Gli europei che si scandalizzano per la legge Usa sulle armi, come Christoph Prantner di Der Standard, dovrebbero ricordare che il presunto colpevole del massacro di Aurora, James Holmes, ha usato una pistola Glock semi automatica fabbricata in Austria,scrive Charles Lane sul Washington Post. A pochi giorni dalla sparatoria che il 20 luglio ha provocato la morte di 12 persone durante una proiezione notturna dell’ultimo film di Batman, Lane sottolinea che

nonostante la pioggia di critiche che ci arrivano dall’altro lato della pozzanghera, la cultura americana delle armi esiste in simbiosi con la cultura europea della fabbricazione di precisione, di cui Glock è una notevole espressione.

Mentre si avvicina la Conferenza delle Nazioni unite sul trattato per il commercio delle armi,

nel 2010 gli stati dell’Ue hanno spedito in Usa quasi un milione di pistole […] I piccoli produttori di armi europei possono ancora arricchirsi e creare posti di lavoro grazie al Secondo emendamento. […] E forse l’Europa ha una condotta diversa da quella che predica agli altri.

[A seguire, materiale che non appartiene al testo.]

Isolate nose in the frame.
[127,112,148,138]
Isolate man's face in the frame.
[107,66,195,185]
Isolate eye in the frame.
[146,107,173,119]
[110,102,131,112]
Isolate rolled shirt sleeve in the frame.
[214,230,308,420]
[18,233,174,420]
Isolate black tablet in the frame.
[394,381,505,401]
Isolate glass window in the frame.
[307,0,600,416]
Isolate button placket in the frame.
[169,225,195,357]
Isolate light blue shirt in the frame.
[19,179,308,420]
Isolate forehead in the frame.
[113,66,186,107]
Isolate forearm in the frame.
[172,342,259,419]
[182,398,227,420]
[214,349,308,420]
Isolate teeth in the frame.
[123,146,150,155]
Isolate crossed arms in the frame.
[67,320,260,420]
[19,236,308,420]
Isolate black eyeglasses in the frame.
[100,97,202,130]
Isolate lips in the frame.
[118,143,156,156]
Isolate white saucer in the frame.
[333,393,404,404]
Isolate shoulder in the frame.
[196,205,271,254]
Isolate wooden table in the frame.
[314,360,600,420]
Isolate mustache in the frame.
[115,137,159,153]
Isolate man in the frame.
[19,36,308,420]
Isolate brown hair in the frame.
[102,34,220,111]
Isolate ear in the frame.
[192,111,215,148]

Lane suggerisce ai leader europei di limitare le esportazioni di armi, dato che “stiamo parlando di un prodotto che può uccidere la gente”:

Una tassa doganale proibitiva sulle armi europee non metterebbe fine alla violenza negli Usa, ma potrebbe ridurre il rischio […] L’economia claudicante del vecchio continente potrebbe soffrirne, ma comunque non sarebbe la prima volta che le compagnie europee rinunciano al mercato americano per non incoraggiare il deprecabile stile di vita degli Stati Uniti. A dicembre l’Ue ha limitato la vendita agli Usa dei farmaci utilizzati nelle iniezioni letali – che l’Europa esecra. Holmes potrebbe essere condannato a morte, […] ma grazie a dio il suo sangue non peserà sulle coscienze degli europei.